Une politique pénale plus répressive contre les actes de violence. L’orientation a été annoncée à l’audience solennelle de rentrée du tribunal de grande instance de Mayotte par le procureur de la République Joël Garrigue. Elle devient une réalité, au fil des audiences.
Ainsi, depuis quelques semaines, les comparutions immédiates, qui permettent à la justice d’instruire des dossiers quelques heures après l’interpellation des protagonistes, donnent lieu aux mêmes réquisitoires : un minimum d’un mois de prison est demandé accompagné d’un mandat de dépôt, c’est-à-dire une incarcération immédiate et un départ pour Majicavo dès la fin de l’audience.

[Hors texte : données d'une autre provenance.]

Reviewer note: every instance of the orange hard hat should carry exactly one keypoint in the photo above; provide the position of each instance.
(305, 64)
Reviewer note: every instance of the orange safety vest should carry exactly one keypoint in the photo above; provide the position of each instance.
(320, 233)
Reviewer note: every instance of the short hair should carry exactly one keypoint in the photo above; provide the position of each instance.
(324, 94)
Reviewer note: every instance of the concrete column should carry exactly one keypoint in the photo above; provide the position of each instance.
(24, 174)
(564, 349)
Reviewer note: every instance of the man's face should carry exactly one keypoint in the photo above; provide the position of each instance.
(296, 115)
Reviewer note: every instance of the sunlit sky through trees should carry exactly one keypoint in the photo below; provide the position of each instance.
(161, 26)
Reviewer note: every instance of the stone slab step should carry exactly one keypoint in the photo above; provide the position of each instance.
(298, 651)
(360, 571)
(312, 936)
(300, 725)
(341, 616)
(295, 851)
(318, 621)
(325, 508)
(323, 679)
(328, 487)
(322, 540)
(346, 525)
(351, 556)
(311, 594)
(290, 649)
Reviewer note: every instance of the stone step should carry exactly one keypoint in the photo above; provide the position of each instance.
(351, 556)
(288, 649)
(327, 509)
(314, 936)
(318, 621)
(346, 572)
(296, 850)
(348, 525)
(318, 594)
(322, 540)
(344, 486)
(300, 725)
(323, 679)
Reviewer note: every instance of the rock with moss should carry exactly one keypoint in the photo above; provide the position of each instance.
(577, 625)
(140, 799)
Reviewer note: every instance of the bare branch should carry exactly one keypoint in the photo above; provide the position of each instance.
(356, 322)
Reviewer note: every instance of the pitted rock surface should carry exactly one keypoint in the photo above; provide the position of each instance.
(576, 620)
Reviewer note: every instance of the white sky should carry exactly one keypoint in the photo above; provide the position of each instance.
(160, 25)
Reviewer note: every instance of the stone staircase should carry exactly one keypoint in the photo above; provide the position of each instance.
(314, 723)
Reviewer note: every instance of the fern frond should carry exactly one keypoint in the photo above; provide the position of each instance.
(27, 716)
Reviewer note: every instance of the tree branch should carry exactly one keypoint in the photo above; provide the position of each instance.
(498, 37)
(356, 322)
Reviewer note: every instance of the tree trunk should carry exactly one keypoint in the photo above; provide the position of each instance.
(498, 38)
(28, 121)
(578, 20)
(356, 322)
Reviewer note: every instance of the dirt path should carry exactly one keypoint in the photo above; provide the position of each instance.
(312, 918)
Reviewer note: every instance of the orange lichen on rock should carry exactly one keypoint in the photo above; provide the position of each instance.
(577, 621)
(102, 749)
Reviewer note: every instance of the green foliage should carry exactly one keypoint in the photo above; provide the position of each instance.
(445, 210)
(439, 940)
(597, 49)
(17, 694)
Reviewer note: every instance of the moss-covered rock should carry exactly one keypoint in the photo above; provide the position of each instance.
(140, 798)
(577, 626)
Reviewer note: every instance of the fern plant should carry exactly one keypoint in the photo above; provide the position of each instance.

«Même si les juges ne suivent pas toujours le réquisitoire et si le mandat de dépôt ne tombe pas à chaque fois, à la barre, les prévenus ont entendu le mot ‘prison’. Ils savent qu’il y a une autorité qui a demandé qu’on les y envoie», relève Joël Garrigue, le procureur de la République.
Ce mercredi par exemple, c’est contre un jeune homme de 21 ans que le procureur Léonardo a requis 8 mois de prison dont un ferme assorti du mandat de dépôt.
Graves blessures de la main
Le jeune adulte était en garde à vue depuis son interpellation, la veille. Les faits qui lui sont reprochés remontent à la fin du mois de mars. Sur la plage à Bandrélé, la nuit est déjà tombée lorsqu’il croise un mineur avec lequel il a eu un différend peu de temps auparavant à propos d’une casquette.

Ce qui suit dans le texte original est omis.